His cousin – the man who raised him from childhood – has died abroad under mysterious circumstances, having sent letters with secret messages intimating that his wife Rachel (Rachel Weisz) may have been responsible for his declining health. After her husband’s death, Rachel travels to Philip’s idyllic rural home not knowing that his feelings towards her are bitterly suspicious and unwelcoming. It’s an edgy situation, but the brooding drama that you expect to unfold vanishes into cheesiness the minute that Philip meets Rachel – he falls in love with her like a schoolboy. All the tension is lost as the couple embark on an unconvincing romantic liaison. Rachel’s behaviour is only vaguely seen to be not above question.

It is as though Michel is at pains to prevent his audience from taking a set against her.
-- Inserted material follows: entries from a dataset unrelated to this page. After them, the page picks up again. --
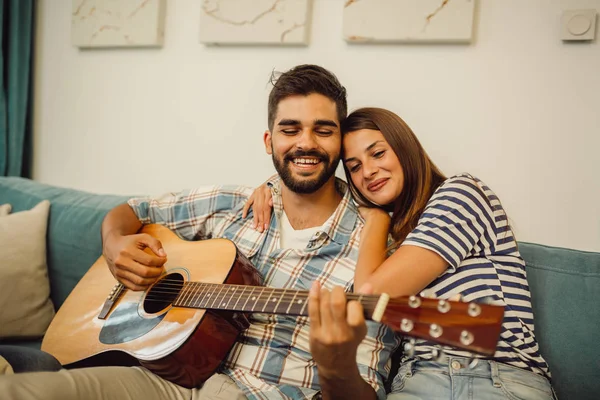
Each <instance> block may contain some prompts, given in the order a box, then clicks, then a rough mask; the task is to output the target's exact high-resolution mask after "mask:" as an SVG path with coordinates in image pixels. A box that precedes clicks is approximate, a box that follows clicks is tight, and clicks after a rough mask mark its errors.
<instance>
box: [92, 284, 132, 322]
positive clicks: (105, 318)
mask: <svg viewBox="0 0 600 400" xmlns="http://www.w3.org/2000/svg"><path fill="white" fill-rule="evenodd" d="M123 289H125V287H124V286H123V285H122V284H121V283H117V284H116V285H115V286H113V288H112V290H111V291H110V294H109V295H108V297H107V298H106V301H104V305H103V306H102V310H100V314H98V319H106V317H107V316H108V313H109V312H110V310H111V309H112V307H113V305H114V304H115V301H117V299H118V298H119V295H120V294H121V293H122V292H123Z"/></svg>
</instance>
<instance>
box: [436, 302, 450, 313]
mask: <svg viewBox="0 0 600 400" xmlns="http://www.w3.org/2000/svg"><path fill="white" fill-rule="evenodd" d="M438 311H439V312H441V313H442V314H445V313H447V312H448V311H450V303H448V302H447V301H446V300H440V301H439V302H438Z"/></svg>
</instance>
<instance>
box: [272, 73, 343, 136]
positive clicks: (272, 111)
mask: <svg viewBox="0 0 600 400" xmlns="http://www.w3.org/2000/svg"><path fill="white" fill-rule="evenodd" d="M271 83H272V84H273V89H271V93H270V94H269V130H271V131H273V124H274V123H275V116H276V115H277V106H278V105H279V102H280V101H281V100H283V99H285V98H286V97H288V96H294V95H302V96H308V95H309V94H312V93H318V94H321V95H323V96H325V97H327V98H329V99H331V100H333V101H335V105H336V109H337V114H338V120H339V122H340V123H341V122H342V121H343V120H344V119H345V118H346V115H347V114H348V105H347V103H346V89H345V88H344V87H343V86H342V85H341V84H340V82H339V81H338V80H337V78H336V77H335V75H334V74H332V73H331V72H329V71H328V70H326V69H325V68H323V67H319V66H318V65H309V64H305V65H298V66H297V67H294V68H292V69H290V70H289V71H287V72H284V73H281V74H278V73H275V72H273V73H272V74H271Z"/></svg>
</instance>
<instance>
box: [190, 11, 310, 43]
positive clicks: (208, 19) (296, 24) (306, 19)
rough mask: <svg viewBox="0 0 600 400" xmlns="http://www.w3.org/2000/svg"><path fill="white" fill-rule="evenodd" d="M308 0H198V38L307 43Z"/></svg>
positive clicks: (208, 38) (259, 42)
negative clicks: (199, 4) (199, 6)
mask: <svg viewBox="0 0 600 400" xmlns="http://www.w3.org/2000/svg"><path fill="white" fill-rule="evenodd" d="M311 6H312V0H251V1H250V0H202V10H201V15H200V42H201V43H205V44H208V45H222V44H225V45H307V44H308V32H309V22H310V12H311Z"/></svg>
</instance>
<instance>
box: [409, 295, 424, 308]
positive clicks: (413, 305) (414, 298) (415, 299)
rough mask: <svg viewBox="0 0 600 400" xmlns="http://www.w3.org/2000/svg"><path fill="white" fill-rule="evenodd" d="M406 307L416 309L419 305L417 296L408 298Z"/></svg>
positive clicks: (417, 297)
mask: <svg viewBox="0 0 600 400" xmlns="http://www.w3.org/2000/svg"><path fill="white" fill-rule="evenodd" d="M408 305H409V306H410V308H418V307H419V306H420V305H421V299H420V298H418V297H417V296H410V297H409V298H408Z"/></svg>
Weisz plays her part as the ice maiden but without a lot of psychological depth, so the doubt in which her motives might be shrouded is never allowed to fully develop. Philip’s foolishness as the smitten young man takes precedence while the story flounders and the reveal at the end is neither surprising nor moving. Mike Eley’s cinematography is gorgeous, Dinah Collin’s costume design is authentic and meticulous down to the last stitch, and there are set pieces that breathe life into an otherwise rather tepid film – most notably when Philip puts on a rousing Christmas party in the barn for all of his retainers – but the cliff-top climax seems more contrived on the screen than it does on the page.